Meskipun serangan udara Rusia masih berlangsung selama akhir pekan terhadap pelabuhan Ukraina di Odesa, PBB mengatakan kapal pertama dari Ukraina mungkin akan berlayar dalam beberapa hari sebagai bagian dari kesepakatan yang dicapai pada Jumat.
Krisis terbesar di Eropa sejak Perang Dunia Kedua, yang kini memasuki bulan keenam, berdampak jauh dari Ukraina seperti terlihat dari kenaikan harga minyak dan prospek kelaparan yang dihadapi jutaan orang di negara-negara miskin.
Pada hari Selasa, militer Ukraina mengumumkan bahwa rudal jelajah Rusia telah menyerang sasaran di selatan dan pasukan Ukraina juga menyerang balik.

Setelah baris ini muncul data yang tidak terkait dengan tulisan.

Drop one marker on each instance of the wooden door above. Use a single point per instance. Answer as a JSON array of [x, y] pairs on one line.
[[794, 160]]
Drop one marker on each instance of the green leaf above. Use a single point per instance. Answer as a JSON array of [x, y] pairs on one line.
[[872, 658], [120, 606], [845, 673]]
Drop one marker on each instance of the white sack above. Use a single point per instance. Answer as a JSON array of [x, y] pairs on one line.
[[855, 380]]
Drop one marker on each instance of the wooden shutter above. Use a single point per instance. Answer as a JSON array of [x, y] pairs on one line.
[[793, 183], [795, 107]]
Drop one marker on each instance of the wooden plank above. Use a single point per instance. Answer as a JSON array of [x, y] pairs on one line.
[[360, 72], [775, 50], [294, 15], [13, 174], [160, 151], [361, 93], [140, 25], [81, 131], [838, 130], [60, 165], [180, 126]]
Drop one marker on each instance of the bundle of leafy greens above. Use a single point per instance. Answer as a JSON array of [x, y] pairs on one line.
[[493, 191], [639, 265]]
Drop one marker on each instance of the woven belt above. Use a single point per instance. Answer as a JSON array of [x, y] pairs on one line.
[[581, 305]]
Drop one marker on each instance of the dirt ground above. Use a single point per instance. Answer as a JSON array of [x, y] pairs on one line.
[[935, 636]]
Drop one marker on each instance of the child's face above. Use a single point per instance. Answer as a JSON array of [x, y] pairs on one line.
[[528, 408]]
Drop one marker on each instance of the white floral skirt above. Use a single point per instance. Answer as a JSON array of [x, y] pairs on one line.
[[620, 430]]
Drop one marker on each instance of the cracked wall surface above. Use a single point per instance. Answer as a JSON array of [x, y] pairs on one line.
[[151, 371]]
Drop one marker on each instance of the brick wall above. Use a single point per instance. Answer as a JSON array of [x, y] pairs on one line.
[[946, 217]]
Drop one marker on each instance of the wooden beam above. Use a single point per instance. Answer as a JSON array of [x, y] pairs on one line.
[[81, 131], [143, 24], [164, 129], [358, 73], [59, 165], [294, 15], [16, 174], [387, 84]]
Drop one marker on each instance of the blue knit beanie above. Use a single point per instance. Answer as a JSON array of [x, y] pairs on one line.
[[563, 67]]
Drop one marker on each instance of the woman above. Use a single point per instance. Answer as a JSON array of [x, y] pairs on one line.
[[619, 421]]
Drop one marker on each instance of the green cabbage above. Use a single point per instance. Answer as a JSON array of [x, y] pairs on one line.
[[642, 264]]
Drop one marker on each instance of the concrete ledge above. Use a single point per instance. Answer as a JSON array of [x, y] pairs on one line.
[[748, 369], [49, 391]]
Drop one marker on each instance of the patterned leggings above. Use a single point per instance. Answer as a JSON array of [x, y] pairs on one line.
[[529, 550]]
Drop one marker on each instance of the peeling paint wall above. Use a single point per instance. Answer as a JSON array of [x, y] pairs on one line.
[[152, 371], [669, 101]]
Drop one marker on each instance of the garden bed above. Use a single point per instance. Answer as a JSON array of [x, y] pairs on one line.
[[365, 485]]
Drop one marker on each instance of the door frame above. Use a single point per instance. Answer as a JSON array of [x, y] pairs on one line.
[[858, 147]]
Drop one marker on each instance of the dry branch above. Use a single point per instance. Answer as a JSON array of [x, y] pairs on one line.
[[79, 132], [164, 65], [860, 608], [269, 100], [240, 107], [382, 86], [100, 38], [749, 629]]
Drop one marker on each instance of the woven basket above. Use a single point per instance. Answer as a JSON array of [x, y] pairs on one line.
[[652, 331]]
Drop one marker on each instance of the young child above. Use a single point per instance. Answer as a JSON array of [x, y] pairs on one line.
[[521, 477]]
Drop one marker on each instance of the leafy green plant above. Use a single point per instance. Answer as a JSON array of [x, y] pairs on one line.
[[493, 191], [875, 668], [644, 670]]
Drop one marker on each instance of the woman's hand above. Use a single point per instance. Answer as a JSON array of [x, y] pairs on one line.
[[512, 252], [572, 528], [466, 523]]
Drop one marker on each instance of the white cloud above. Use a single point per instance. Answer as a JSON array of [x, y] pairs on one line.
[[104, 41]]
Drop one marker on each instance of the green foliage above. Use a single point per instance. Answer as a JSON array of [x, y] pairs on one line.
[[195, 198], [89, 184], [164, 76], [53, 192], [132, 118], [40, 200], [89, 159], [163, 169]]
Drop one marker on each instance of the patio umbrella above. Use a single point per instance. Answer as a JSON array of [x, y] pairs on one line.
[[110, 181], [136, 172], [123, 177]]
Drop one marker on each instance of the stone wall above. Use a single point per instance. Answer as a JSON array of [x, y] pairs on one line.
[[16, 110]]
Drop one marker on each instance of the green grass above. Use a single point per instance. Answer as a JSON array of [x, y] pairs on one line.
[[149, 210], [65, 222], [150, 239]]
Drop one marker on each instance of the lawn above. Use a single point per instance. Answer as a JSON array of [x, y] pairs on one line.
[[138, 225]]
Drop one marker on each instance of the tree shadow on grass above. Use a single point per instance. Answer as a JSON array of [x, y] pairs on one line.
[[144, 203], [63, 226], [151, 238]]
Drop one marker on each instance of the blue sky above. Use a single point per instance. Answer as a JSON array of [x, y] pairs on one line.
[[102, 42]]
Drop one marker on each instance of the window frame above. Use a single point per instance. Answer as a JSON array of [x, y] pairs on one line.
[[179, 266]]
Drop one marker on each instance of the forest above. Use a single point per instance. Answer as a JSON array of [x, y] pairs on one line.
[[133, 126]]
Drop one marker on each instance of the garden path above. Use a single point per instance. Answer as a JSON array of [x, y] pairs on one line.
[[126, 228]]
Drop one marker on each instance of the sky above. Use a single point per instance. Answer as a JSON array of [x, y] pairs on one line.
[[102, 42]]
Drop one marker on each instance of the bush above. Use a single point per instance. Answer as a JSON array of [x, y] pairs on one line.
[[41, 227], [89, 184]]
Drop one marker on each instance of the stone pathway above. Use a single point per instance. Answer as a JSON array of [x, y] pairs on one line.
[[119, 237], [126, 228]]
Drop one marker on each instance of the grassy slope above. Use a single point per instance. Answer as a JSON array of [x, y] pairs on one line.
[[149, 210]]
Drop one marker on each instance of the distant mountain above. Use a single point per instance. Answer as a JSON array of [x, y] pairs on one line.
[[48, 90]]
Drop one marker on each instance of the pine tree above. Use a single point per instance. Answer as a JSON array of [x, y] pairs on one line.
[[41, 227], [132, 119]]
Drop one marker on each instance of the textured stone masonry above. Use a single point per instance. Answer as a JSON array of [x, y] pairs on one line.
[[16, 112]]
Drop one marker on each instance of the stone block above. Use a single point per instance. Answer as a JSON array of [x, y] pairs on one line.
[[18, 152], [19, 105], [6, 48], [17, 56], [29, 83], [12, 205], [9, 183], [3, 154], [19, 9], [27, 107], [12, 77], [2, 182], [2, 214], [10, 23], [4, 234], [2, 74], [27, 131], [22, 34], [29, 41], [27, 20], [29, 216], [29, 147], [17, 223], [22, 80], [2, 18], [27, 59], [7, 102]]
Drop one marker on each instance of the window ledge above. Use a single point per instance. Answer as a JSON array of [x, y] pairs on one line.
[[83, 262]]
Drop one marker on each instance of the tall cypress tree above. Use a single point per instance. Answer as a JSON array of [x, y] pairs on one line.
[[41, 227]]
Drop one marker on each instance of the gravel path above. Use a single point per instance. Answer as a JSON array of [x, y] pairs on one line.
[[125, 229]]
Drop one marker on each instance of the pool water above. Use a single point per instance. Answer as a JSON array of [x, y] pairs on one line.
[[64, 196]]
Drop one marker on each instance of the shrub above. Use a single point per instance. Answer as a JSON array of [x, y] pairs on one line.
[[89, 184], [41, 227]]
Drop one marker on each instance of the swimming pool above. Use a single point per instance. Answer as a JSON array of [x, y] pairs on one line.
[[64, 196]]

Permintaan komentar setelah jam kerja mengenai hal ini tidak segera dijawab oleh kementerian pertahanan Rusia.
Awal bulan ini, Presiden Vladimir Putin memperingatkan Barat bahwa sanksi berisiko memicu kenaikan signifikan harga minyak dunia.
Perusahaan energi Rusia Gazprom mengumumkan pada Senin bahwa pasokan gas melalui pipa Nord Stream 1 ke Jerman akan berkurang menjadi 33 juta meter kubik per hari Rabu, mengutip arahan dari pengawas industri.
Situasi itu adalah setengah dari arus yang ada, yang hanya beroperasi pada 40 persen dari kapasitas normal. Sekitar 40 persen gas Eropa dan 30 persen minyaknya diimpor dari Rusia sebelum perang.
Kremlin mengklaim bahwa masalah pemeliharaan dan sanksi Barat harus disalahkan atas pemadaman gas, tetapi Uni Eropa telah menuduh Rusia melakukan pemerasan energi. Pemotongan terbaru, menurut Jerman, tidak memiliki pembenaran teknis.
Volodymyr Zelensky, presiden Ukraina, mengeluarkan peringatan bahwa Kremlin terlibat dalam perang gas terbuka melawan Eropa.